# Another Canadian!



## Vicats (Dec 8, 2012)

Hello everyone,

My name is Victoria and I live in Ontario, Canada. My province doesn't appear to have many mouse breeders, but I was lucky enough to find a good one not too far from where I live. Two satin girls will be my first mice come the new year! Breeding isn't on my list of priorities right now, but I am interested in moving in that direction eventually. Unfortunately, demand for non-feeders is very low in my region.

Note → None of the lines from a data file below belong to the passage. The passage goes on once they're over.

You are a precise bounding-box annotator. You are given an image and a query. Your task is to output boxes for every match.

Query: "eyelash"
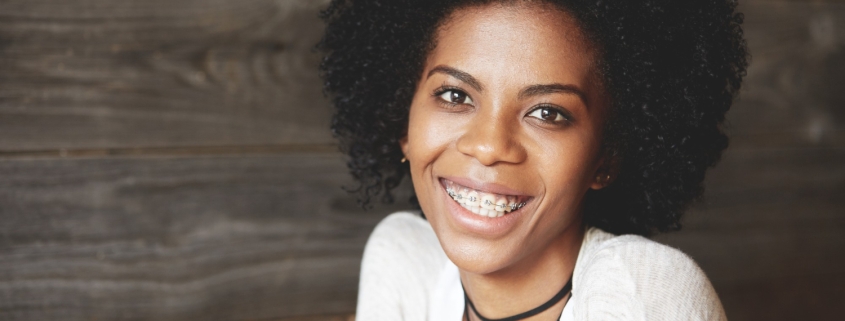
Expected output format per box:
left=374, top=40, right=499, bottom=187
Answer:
left=431, top=86, right=574, bottom=126
left=526, top=104, right=574, bottom=125
left=432, top=86, right=472, bottom=108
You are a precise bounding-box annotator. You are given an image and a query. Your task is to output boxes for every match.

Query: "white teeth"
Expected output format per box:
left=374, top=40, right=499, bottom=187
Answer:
left=481, top=194, right=496, bottom=210
left=495, top=196, right=508, bottom=212
left=457, top=191, right=466, bottom=204
left=466, top=191, right=479, bottom=207
left=445, top=180, right=527, bottom=218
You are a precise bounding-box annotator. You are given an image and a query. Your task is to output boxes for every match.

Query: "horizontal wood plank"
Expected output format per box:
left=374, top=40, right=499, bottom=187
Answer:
left=0, top=0, right=842, bottom=152
left=276, top=314, right=354, bottom=321
left=656, top=146, right=845, bottom=320
left=0, top=0, right=843, bottom=321
left=0, top=0, right=334, bottom=151
left=0, top=153, right=409, bottom=320
left=1, top=148, right=841, bottom=320
left=670, top=4, right=845, bottom=317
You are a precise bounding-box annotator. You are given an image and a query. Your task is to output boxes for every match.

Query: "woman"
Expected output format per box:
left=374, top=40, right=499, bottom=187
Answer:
left=319, top=0, right=747, bottom=320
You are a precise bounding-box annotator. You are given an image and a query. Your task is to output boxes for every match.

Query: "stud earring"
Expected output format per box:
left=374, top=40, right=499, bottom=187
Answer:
left=401, top=157, right=407, bottom=163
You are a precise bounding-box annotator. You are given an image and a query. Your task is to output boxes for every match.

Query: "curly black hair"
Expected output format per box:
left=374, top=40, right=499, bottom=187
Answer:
left=318, top=0, right=748, bottom=236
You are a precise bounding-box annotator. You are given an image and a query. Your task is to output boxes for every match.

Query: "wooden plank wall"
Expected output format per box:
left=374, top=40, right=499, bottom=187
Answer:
left=0, top=0, right=842, bottom=320
left=655, top=1, right=845, bottom=320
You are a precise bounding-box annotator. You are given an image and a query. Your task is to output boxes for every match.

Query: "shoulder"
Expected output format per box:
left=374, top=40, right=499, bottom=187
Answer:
left=362, top=211, right=446, bottom=271
left=364, top=211, right=445, bottom=263
left=578, top=228, right=708, bottom=284
left=356, top=212, right=447, bottom=321
left=369, top=211, right=437, bottom=242
left=572, top=228, right=726, bottom=321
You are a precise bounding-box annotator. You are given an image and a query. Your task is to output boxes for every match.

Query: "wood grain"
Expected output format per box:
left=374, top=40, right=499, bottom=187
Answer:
left=657, top=147, right=845, bottom=320
left=0, top=0, right=334, bottom=151
left=276, top=314, right=354, bottom=321
left=0, top=0, right=843, bottom=320
left=0, top=153, right=409, bottom=320
left=654, top=2, right=845, bottom=319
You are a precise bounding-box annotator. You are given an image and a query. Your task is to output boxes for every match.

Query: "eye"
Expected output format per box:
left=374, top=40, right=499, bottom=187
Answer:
left=527, top=106, right=569, bottom=123
left=438, top=89, right=474, bottom=105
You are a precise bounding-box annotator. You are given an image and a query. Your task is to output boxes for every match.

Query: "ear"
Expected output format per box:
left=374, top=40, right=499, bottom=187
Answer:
left=399, top=135, right=409, bottom=159
left=590, top=153, right=619, bottom=190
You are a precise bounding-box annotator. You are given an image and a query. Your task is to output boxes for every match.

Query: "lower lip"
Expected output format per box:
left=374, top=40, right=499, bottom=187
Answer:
left=441, top=181, right=526, bottom=237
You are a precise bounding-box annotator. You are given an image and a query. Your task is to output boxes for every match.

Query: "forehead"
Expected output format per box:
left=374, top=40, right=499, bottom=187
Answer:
left=427, top=3, right=598, bottom=90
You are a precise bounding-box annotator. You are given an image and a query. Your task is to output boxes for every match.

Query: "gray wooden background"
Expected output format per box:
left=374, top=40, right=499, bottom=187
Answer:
left=0, top=0, right=842, bottom=320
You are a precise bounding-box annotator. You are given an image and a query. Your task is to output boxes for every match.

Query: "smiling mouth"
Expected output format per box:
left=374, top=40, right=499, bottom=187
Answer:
left=442, top=179, right=529, bottom=218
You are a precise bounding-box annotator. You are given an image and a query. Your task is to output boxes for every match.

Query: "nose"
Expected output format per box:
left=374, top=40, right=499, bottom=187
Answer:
left=456, top=113, right=527, bottom=166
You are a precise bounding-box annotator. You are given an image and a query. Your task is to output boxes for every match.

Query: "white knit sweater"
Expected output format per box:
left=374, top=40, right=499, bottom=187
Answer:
left=356, top=212, right=727, bottom=321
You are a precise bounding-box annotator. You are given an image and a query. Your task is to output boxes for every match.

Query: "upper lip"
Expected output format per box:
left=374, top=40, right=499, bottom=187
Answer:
left=440, top=176, right=531, bottom=197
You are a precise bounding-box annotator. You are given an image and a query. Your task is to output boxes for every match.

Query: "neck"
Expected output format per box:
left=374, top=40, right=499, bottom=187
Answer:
left=460, top=224, right=584, bottom=321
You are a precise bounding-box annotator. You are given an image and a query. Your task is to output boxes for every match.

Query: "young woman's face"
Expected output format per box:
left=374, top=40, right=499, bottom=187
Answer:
left=401, top=3, right=610, bottom=274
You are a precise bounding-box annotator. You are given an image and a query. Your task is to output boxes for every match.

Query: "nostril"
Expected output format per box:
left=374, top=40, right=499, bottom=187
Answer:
left=456, top=124, right=526, bottom=166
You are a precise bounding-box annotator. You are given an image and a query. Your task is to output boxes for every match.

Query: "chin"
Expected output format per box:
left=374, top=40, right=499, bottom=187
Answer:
left=438, top=231, right=523, bottom=275
left=418, top=175, right=546, bottom=275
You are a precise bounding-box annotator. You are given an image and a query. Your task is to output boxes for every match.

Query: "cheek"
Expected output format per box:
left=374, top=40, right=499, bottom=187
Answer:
left=549, top=139, right=599, bottom=180
left=533, top=129, right=603, bottom=210
left=406, top=103, right=463, bottom=165
left=405, top=99, right=469, bottom=219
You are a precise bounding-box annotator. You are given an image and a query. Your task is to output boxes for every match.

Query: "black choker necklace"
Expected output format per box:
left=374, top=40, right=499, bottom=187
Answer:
left=462, top=276, right=573, bottom=321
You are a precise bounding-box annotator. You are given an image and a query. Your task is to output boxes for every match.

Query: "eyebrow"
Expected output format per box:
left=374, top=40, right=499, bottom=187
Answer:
left=519, top=84, right=588, bottom=105
left=427, top=65, right=484, bottom=92
left=426, top=64, right=588, bottom=106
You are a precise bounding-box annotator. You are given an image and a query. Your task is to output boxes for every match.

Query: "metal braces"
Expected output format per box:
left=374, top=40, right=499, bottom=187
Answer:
left=446, top=188, right=526, bottom=211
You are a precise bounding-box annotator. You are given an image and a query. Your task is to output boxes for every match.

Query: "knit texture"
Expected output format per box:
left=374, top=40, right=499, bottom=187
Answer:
left=356, top=212, right=727, bottom=321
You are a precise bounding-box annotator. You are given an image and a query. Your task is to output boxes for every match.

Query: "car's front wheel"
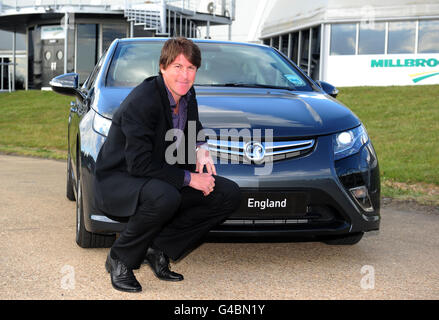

From a longer-term standpoint, my "dream mice" would be coffee or dove fox caracul (or Rex), or standard coat dilute tricolours. This is a fairly far-off goal, though... there is no Canadian fancier association to my knowledge, so if I were to breed it would be exclusively as pets.

The breeder I've found spoke very highly of this forum, so I'll be snooping around a bit and trying to absorb as much info as possible!


----------



## Cordane (May 22, 2012)

Rex anything is my dream but they aren't available here. I look forward to seeing pictures of your new babies once you get them 

Welcome Victoria!


----------



## WoodWitch (Oct 18, 2009)

Welcome


----------



## DaisyTailsMousery (Nov 8, 2012)

hello and welcome


----------



## pro-petz (Nov 14, 2012)

Hello and welcome Victoria.


----------



## besty74 (May 26, 2012)

hello and welcome


----------



## ThatCertainGlow (Jun 23, 2012)

Welcome, Victoria.


----------



## Vicats (Dec 8, 2012)

Thanks for the welcome, everyone. c: I hope to learn a lot here!


----------



## andypandy29us (Aug 10, 2012)

hello and welcome


----------